O que é ter uma casa? É ter eira e beira. Uma casa é mais do que um bloco na paisagem: é o lugar de todos os lugares, visíveis e invisíveis. Uma membrana e não um sólido esburacado.

O nosso corpo tem necessidade de assinalar os lugares para neles se orientar; para nas suas deslocações não se perder no caminho entre dois lugares. Estes manifestam os traços de transformação natural e humana. Testemunham a procura constante que grupos e indivíduos realizam para fazerem do espaço o seu habitat.

A casa corporizaria a sociedade quotidiana de pessoas que comem o mesmo pão e convivem sob o mesmo fogo. Nela, a pertença a uma cultura, a uma língua, a uma sociedade política se traduz e reproduz em participação e em comunhão. A casa seria o laço elementar entre a vida doméstica e a vida política.
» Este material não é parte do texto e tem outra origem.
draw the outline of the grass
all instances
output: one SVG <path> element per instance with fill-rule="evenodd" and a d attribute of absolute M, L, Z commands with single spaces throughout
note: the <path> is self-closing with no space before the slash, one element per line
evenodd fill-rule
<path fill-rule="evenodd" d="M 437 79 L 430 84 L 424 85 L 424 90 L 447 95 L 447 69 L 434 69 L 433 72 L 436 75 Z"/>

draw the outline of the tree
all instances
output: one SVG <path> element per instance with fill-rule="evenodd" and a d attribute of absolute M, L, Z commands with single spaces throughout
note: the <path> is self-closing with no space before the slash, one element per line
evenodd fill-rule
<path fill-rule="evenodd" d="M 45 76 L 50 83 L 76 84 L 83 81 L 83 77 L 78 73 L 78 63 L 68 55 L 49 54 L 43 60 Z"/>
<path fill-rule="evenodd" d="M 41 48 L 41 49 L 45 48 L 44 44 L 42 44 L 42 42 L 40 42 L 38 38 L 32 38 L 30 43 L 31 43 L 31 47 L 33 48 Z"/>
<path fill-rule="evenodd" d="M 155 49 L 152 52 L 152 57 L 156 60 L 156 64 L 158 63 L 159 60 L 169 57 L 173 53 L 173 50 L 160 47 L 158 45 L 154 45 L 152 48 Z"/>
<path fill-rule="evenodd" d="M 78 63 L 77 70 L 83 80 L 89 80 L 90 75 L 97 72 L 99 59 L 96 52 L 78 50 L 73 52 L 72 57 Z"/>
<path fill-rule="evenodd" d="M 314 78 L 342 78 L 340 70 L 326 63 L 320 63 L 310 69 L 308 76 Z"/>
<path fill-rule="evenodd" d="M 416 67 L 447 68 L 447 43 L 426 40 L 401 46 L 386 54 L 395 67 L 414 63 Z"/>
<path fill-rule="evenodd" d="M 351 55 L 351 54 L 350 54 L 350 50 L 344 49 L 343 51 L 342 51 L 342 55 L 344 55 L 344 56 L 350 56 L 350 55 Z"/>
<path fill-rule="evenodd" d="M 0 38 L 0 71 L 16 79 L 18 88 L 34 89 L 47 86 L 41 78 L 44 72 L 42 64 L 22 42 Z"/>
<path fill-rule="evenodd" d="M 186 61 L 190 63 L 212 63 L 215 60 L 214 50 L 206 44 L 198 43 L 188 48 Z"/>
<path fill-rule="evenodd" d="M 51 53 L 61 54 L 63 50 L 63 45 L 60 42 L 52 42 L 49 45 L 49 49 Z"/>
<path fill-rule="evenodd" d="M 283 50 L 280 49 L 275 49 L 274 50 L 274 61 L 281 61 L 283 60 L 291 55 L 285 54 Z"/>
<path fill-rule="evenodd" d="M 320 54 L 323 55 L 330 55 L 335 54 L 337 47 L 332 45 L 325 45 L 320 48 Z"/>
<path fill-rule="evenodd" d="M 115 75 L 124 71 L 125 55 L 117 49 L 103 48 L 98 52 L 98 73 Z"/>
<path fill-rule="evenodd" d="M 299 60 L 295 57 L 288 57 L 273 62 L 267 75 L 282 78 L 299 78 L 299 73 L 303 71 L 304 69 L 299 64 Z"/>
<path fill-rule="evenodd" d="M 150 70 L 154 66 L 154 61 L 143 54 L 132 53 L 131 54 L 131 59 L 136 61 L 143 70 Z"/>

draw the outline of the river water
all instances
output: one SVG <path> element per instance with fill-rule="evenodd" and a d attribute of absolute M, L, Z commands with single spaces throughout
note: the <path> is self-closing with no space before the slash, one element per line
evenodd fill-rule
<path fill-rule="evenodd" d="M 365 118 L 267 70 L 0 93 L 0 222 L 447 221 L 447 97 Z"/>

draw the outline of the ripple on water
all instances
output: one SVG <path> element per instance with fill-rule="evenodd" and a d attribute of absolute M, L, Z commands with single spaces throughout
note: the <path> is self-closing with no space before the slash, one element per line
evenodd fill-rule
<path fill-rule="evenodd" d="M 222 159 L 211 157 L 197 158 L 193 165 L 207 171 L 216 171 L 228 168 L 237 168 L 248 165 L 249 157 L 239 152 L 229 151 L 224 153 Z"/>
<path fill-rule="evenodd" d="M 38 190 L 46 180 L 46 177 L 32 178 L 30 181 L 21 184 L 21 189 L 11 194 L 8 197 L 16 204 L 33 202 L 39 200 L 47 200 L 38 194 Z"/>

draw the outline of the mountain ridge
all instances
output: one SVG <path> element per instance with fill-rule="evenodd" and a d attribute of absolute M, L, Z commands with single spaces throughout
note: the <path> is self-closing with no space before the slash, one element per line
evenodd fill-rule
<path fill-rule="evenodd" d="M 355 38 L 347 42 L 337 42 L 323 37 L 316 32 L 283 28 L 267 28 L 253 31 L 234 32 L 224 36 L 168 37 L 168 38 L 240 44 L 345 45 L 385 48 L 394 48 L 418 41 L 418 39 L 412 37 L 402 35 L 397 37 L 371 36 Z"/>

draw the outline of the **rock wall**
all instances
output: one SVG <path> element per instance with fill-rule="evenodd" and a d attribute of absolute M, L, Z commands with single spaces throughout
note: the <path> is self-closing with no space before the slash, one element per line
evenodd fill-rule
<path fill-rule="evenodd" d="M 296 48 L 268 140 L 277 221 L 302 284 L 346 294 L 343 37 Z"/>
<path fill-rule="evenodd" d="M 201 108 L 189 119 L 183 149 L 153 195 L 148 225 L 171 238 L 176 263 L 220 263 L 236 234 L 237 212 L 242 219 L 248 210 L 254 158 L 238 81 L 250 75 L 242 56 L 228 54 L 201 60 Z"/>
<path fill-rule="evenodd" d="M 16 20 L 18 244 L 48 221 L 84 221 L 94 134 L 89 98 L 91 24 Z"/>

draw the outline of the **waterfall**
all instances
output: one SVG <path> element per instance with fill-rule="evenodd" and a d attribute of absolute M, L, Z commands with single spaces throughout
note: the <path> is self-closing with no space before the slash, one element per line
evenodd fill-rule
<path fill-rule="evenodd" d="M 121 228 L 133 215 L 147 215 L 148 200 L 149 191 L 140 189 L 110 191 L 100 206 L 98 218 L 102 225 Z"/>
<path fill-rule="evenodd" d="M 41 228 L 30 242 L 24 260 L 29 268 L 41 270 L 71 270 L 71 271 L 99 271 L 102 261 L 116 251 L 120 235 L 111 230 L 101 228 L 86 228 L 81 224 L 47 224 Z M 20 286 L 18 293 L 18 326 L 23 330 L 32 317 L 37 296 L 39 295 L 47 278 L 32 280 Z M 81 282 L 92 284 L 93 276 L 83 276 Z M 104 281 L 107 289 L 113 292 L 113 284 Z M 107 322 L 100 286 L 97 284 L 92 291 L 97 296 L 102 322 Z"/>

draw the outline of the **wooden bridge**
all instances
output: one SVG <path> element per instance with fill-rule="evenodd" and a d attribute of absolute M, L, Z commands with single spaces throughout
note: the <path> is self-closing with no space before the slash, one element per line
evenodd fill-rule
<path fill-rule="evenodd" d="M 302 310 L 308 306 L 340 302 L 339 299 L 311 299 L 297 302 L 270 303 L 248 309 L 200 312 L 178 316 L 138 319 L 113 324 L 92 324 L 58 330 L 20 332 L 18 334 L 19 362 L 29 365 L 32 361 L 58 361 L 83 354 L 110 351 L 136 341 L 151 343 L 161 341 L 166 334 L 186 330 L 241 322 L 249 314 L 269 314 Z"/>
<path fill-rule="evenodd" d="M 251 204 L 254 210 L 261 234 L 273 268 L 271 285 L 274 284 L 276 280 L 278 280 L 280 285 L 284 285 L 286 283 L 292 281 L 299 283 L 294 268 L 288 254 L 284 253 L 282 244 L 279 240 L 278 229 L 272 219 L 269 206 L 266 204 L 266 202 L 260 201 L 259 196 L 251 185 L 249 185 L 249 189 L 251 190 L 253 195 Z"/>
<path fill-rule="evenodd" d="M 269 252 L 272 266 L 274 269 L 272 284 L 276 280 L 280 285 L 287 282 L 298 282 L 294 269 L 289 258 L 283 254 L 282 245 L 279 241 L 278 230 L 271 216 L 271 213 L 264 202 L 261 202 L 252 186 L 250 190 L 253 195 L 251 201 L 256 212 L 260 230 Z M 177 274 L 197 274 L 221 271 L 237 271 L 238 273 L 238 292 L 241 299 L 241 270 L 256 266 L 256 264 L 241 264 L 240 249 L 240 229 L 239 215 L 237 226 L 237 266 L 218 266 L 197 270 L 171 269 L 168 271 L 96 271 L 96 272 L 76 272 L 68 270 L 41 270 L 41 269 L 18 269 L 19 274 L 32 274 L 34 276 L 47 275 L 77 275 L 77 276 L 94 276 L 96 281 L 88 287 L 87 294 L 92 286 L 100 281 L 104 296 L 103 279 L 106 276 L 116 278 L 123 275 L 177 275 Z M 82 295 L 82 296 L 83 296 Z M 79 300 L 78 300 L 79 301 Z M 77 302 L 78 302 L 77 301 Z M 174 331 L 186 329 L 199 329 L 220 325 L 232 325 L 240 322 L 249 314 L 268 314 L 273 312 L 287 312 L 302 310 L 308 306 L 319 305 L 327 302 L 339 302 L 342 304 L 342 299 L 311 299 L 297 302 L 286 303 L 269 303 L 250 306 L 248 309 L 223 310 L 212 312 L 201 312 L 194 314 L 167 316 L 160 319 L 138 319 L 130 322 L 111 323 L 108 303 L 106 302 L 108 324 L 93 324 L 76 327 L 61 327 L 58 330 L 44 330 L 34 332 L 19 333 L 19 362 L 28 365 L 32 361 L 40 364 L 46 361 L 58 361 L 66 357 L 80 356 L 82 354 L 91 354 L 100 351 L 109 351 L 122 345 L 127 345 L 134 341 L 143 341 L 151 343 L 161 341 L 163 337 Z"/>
Uma casa visível está associada a uma rede de caminhos que a ligam ao mundo. Ao mundo e, por assim dizer, ao infra-mundo. A casa natal, a da infância ou a do sonho dispersam-se no nosso corpo.

A casa interior (invisível), como que uma irradiação da alma, assegura a habitabilidade da casa visível. Só ela pode escorar os efeitos devastadores da privação da casa exterior. Objecção: a perda ou a alienação da casa exterior anuncia o deserto da miséria onde a pobreza nada tem de subversivo. Nudez absoluta.

É grande a variedade de formas da casa invisível: promessa, projecto, sonho, perspectiva, instituição, amor, ícone...

As casas invisíveis afluem ao local de qualquer lugar. A terra e o corpo são os seus abrigos. Ora vividas ora esquecidas. Numa casa visível, actual, há uma sombra que impregna e escarnece, dia a dia, das paredes estanques. Quando a implosão suceder à invasão, entre duas casas visíveis, vizinhas, a casa do vazio teima em não desprender-se do entulho e dos pedaços de dentro ainda dependurados. A casa do vazio põe em perigo as casas que um dia teve a seu lado. 

A casa de vidro: emblema da modernidade. A casa é consagrada ao espectáculo. Leve, a casa eleva-se da terra e descola-se do solo para, ao ser animada e motorizada, se tornar a casa cinética. A casa-cápsula, oferecendo conforto e protecção num ambiente hostil bem como a ligação a uma infra-estrutura fornecedora de água, gás, esgotos, comunicação e transporte, espelha, enquanto habitat elementar, o espaço uterino tecnologicamente assistido do astronauta.  
  
Outro modelo de casa invisível: a casa cujo solo é o ecrã de televisão.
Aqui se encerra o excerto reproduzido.